The brass body is marked with a date code of "3-69" (March 1969). The bracket is marked with "PATENT 3369090 3374322" and a Weatherhead logo. I decided to disassemble it to see if it's rebuildable. Follow along as I tear it down! Tools needed:
Step 1: Remove the pressure differential switch using the 5/8" wrench.
I discovered the first two o-ring seals when I removed the pressure differential switch. Replacements for these seals will need to be included in a rebuild kit.
The internal parts can be removed by first removing the brass tube seats that are pressed into the fluid ports on each end of the body. The seats can be removed by tapping them with the 6-32 threading tap, thread a 6-32 x 1" puller screw into the hole, and remove the seat with a few twists of a wrench. Start by tapping the opening in the seat.
You can create a puller tool using a 6-32 x 1" machine screw, a 6-32 nut, and a flat washer with 1" OD and 1/8" ID. Thread the nut onto the screw. Insert the screw and nut into the hole in the washer. Thread the screw into the hole you just tapped in the seat.
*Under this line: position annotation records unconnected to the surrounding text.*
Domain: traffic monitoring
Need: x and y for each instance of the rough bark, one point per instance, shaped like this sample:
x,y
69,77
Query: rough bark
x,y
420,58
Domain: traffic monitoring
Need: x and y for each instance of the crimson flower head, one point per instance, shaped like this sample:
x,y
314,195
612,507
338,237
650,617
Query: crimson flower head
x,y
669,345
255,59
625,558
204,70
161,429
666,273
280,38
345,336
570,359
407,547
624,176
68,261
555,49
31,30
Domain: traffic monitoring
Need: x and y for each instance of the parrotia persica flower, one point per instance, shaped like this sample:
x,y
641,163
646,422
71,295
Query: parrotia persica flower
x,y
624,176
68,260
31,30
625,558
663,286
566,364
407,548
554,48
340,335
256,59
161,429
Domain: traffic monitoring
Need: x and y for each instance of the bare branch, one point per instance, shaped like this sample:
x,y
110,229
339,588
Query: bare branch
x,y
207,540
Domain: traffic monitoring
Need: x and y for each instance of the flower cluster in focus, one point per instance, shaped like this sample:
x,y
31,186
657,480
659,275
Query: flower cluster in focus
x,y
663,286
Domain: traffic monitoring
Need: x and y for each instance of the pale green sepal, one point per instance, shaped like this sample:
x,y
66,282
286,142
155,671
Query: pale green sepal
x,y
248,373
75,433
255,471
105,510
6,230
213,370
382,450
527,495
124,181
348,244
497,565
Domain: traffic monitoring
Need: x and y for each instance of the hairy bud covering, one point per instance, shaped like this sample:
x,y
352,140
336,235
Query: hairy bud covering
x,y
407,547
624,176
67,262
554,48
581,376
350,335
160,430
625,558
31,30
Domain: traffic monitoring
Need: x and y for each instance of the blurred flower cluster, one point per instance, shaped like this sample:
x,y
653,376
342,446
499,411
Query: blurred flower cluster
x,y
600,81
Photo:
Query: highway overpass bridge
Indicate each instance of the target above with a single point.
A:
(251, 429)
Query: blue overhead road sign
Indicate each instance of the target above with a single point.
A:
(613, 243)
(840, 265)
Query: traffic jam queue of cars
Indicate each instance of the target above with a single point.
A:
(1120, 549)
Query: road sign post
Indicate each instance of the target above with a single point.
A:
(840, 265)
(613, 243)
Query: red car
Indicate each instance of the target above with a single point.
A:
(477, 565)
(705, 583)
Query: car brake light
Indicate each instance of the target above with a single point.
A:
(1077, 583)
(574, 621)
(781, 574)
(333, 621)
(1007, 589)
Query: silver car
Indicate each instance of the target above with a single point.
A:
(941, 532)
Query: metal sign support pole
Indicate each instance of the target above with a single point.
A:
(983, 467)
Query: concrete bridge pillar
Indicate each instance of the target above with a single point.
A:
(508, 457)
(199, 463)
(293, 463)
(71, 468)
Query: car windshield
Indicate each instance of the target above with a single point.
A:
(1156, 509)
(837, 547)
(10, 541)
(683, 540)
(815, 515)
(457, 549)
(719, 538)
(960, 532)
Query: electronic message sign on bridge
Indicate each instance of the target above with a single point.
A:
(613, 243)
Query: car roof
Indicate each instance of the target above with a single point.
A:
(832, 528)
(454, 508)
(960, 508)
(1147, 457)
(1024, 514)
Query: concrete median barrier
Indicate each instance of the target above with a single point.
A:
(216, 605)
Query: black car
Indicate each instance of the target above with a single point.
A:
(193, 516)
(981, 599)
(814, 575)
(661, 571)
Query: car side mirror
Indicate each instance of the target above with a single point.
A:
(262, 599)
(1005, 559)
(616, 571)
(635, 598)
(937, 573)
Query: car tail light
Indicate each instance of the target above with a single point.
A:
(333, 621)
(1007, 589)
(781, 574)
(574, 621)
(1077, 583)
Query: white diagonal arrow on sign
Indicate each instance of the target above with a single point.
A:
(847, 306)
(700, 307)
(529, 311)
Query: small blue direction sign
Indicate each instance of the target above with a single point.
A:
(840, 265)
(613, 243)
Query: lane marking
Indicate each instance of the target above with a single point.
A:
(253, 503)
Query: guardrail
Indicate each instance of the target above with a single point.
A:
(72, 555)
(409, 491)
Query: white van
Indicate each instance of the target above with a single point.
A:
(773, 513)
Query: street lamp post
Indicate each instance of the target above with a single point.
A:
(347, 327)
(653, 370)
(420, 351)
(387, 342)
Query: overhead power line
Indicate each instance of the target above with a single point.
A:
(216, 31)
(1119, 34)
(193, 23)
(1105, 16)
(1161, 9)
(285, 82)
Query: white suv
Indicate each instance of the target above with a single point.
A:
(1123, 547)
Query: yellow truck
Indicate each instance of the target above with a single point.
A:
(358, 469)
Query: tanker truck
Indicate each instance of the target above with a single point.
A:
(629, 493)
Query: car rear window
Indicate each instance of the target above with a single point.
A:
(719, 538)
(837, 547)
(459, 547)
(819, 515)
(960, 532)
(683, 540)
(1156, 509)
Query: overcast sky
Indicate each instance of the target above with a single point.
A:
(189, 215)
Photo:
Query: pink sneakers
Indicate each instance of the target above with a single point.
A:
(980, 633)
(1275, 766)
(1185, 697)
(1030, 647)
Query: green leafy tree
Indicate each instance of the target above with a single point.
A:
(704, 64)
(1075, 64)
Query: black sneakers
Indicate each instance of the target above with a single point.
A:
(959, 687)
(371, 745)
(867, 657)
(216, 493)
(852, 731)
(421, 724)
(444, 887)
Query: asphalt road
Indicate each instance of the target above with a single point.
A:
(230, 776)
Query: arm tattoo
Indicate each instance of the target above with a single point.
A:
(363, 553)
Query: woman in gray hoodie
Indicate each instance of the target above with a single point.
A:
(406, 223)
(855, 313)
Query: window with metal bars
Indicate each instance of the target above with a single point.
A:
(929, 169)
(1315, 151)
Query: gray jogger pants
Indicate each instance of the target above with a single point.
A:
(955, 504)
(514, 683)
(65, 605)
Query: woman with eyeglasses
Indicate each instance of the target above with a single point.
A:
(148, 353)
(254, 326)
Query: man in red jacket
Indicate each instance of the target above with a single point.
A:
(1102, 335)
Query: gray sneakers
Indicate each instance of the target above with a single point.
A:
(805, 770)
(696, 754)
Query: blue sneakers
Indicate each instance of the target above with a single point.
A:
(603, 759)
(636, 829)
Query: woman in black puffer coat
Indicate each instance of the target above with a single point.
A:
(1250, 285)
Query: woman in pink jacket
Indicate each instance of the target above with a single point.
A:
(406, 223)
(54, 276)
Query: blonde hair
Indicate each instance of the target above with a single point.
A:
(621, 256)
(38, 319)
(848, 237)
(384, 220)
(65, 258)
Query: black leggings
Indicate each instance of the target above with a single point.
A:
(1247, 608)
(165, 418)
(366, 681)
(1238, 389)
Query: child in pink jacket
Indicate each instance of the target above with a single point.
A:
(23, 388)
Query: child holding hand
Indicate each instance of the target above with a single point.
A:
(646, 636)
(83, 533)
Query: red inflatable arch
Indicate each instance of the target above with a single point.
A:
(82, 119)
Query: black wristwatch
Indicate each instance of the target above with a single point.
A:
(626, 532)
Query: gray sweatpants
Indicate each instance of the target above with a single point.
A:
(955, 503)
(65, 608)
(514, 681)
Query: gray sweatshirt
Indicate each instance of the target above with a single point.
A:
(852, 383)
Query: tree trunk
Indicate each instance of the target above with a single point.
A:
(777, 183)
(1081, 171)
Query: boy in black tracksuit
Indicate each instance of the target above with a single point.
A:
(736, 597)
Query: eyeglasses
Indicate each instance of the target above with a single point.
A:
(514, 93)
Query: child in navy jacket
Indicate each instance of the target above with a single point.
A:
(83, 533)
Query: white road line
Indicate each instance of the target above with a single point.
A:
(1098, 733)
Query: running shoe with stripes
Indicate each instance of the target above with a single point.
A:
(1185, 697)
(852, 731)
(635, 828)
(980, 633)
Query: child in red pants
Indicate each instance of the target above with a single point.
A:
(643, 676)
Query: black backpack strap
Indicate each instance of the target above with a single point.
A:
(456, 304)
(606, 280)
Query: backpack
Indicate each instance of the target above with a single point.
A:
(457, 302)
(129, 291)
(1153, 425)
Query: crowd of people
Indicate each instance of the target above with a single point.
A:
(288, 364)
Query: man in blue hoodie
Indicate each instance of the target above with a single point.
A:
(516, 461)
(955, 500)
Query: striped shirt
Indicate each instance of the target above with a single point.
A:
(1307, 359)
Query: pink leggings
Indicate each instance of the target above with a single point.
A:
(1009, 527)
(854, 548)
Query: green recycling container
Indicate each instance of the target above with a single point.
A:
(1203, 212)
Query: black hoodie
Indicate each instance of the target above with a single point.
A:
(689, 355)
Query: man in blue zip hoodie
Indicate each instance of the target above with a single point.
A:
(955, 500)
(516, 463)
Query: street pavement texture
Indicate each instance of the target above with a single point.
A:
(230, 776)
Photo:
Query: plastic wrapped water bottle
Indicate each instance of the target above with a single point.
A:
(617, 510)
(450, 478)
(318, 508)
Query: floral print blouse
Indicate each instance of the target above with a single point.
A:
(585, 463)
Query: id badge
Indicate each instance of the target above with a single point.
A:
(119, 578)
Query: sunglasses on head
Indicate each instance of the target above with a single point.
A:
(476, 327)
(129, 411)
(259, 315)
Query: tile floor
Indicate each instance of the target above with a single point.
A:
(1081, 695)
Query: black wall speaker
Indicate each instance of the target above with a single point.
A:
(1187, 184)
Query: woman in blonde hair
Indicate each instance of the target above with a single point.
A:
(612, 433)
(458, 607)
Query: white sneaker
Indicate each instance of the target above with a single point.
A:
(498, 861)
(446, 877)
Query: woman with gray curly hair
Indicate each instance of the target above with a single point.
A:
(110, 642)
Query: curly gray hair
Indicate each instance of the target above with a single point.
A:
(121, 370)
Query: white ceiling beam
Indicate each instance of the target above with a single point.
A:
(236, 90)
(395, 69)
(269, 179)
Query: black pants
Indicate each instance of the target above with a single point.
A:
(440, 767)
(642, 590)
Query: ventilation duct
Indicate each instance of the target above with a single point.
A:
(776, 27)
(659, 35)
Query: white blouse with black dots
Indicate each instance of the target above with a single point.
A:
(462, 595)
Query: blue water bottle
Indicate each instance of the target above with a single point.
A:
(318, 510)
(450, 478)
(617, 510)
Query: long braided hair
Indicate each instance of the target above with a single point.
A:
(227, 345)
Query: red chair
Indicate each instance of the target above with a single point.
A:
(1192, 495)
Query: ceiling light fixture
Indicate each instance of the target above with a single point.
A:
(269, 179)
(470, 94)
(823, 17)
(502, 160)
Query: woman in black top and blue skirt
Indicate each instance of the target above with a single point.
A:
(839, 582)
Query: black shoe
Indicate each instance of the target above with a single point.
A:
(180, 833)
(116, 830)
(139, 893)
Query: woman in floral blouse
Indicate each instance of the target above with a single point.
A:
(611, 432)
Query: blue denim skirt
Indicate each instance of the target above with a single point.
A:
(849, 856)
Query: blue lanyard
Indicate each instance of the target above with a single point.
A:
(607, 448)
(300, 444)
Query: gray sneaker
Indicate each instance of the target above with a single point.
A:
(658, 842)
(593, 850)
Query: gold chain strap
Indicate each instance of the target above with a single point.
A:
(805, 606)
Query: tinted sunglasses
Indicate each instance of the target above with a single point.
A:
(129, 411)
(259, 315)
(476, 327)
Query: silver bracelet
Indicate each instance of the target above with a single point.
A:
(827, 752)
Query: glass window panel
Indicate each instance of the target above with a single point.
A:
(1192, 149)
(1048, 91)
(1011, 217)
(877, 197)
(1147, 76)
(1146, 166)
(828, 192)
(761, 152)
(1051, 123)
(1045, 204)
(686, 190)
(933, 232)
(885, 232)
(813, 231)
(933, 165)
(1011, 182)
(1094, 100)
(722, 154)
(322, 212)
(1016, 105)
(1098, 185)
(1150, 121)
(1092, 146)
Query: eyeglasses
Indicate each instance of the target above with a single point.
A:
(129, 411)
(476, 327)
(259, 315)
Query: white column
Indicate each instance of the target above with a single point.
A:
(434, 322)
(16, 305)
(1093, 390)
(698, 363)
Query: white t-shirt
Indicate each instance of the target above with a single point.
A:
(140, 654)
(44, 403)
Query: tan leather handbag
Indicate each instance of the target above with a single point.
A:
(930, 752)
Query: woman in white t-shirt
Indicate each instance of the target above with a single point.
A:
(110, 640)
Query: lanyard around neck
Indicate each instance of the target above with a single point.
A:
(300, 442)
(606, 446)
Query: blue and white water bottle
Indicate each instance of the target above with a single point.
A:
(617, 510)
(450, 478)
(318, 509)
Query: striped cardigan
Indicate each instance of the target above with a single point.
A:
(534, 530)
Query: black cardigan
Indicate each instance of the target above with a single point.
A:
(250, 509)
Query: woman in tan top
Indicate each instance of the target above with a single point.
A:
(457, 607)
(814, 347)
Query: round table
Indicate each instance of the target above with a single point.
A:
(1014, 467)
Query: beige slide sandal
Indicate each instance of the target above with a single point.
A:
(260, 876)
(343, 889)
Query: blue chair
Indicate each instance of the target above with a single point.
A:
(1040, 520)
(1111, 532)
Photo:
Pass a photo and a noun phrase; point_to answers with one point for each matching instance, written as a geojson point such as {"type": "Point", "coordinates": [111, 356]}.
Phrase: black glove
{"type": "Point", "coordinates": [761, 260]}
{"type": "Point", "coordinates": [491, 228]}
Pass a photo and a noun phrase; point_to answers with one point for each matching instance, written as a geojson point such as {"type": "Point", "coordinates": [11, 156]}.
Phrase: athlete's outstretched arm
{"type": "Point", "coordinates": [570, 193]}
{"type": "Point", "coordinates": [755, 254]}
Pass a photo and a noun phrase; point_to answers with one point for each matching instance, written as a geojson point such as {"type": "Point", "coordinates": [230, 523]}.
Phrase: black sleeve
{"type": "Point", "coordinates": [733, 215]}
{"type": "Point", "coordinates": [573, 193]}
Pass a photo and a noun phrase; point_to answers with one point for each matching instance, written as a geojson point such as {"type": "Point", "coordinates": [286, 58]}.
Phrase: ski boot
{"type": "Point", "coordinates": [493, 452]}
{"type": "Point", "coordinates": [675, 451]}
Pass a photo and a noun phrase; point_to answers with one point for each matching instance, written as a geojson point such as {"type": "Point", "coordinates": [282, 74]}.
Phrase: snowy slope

Turn the nut clockwise with the 5/16" wrench. The seat will be removed cleanly. Muscle Car Research sells a puller tool if you'd rather not source the parts yourself. Though the seats can be reused if they're not damaged during removal, I prefer to include new seats in my rebuild kits.
Repeat the process on the other side of the valve to remove the second tube seat. After removing the seats you'll be able to reach inside the body with your dental pick to remove a pair of springs. Now you can finish removing the internal parts by gently tapping them out of the body with a nail set, screwdriver, or other tool. You'll find a plunger between two brass cups that are sealed with o-rings.
Note the two springs that work to keep the plunger centered when the brake fluid pressure is even between front and rear. These springs are intact and possibly reusable (if a little rusty), but I normally include new stainless steel springs in my rebuild kits for peace of mind. The o-ring seals on each cup will need to be included in a kit.